We all go through life with a great ticking time bomb of tragedy strapped to our chests. For most of McCluskey’s characters, the bomb’s gone off, but this does not mean relinquishing all dignity. I don’t think I’ll be able to explain the point of “Giddy Up,” the man who’s convinced that he used to be a pony, who responds to most inquiries with, “If it doesn’t bother me, then why should it bother you?,” and who manages to draw his own line in the sand and is probably more powerful and free than anyone else in the book is. There’s the man who changes his dog-walking route in order to avoid “the kind of woman who wore rubber boots whether she needed them or not.” An adult woman enrolled in undergraduate courses trying to get over being duped by a guy called Dwayne. A terrifying story that begins with an early morning wake-up and ends with a kidnapping, it all happening so fast that you’ll thumb back through the pages wondering, “How did she take me there?”
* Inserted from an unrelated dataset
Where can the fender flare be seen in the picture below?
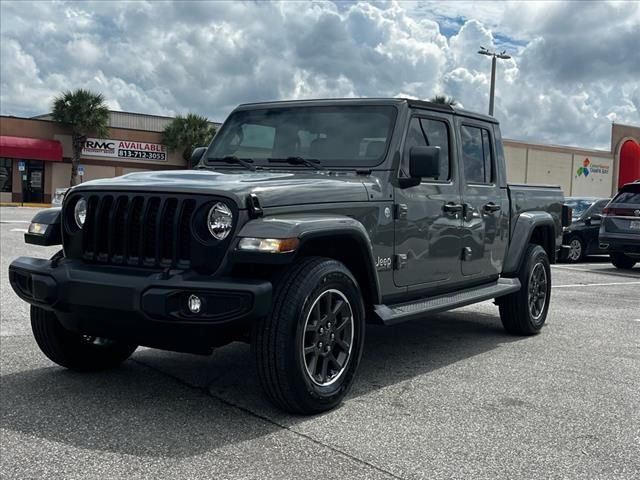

“Chez Helene” is a wonderful story in which, like so many of these, the real story is in the subtext, the space between the lines, which is that “people can believe anything they want to. And that’s ok.” (The idea that underlines so many of these stories—this is the definition of compassion.) “Jaw Breakers” is a very McCluskeyian story of a former swim champ whose career trajectory went wrong, and then he begins to lose his father in a curious way, and there goes the ground beneath his feet. Similarly sad is the life of the man falsely accused of sexually abusing children who is then left to make his own way with his shattered reputation—though McCluskey offers him the slightest reprieve from his sorrow.
“Rating Dr. Chestnut” is the story I’ve been waiting for all my life, that which is told through the structure of comments on a RateMyMD.com site. Which is not the only story in the book to engage with life online, other stories with Facebook and text messaging as embedded in the fiction as it is in real life, one even comprising two of those “Ten Things About Me” lists that were uber-memed a few years back. And Margaret, whose whole story takes place in her head as she’s playing a drinking game (alone) while watching Say Yes to the Dress. These are stories that engage so readily with the stuff of the world.
And then the final story, “Hello, Sweetheart,” a story that explains a lot, about grief and mourning, most of the text seemingly delivered from McCluskey to her father shortly after his death. He’s the subject of her second-person narration, and she tells him a story from his funeral. “It was funny, Dad, and you would have laughed. It would have been one of those stories we could have told. Over and over again.”
I finished that last story, shut the book, and clutched it close, and said, “Yes.” The whole project making sense, those stories, the sadness. Some of these stories are a bit rough around the edges, though in McCluskey’s work, form is always secondary to language. There is an exuberance to her work, an energy, that is so compelling to encounter, and there’s nothing else like it, really. She’s one of the best short story writers at work in Canada—which is saying something indeed.